HUTL’s portfolio of 30 top utility, telecom, and pipeline companies offers a balance of defensive income generation while capturing potential upside. The portfolio is supported by a covered call overlay to boost monthly cash flows. The ETF will be reconstituted and rebalanced in November.
Outlook | HUTL is well-positioned in uncertain markets and for AI energy demand tailwinds I Can provide steady cash flow amidst broader macro uncertainty I HUTL remains a leading utility ETF in Canada.
Harvest Global REIT Leaders Income ETF
HGR was down for the month and trailed the REITs sub-sector, which lagged broad equity markets driven by AI-related momentum. Key performance contributors included Japanese and other Asian real estate to benchmark gains this year.
Industrial REITs continued to support results, while HGR’s defensive retail focus helped cushion volatility. However, this has weighed down year-to-date performance. In data centres, not holding Equinix hurt as it rebounded in October.
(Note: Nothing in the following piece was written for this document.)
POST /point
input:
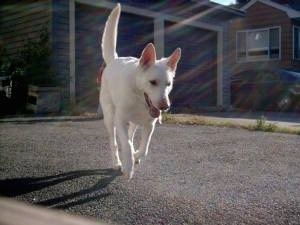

Stock-specific challenges came from Unite Group, which sold off on weaker occupancy, and Alexandria, which faced sector sentiment pressure and falling occupancy.
HGR remains diversified across global REIT subsectors, balancing growth areas with value opportunities, and is scheduled for reconstitution in November.
Outlook | Global REITs face headwinds from rate concerns and macro uncertainty | HGR’s diversified tenant and lease exposure offers resilience I HGR is positioned to benefit from exposure to growth themes like data centers & online shopping trends with industrial warehouses globally.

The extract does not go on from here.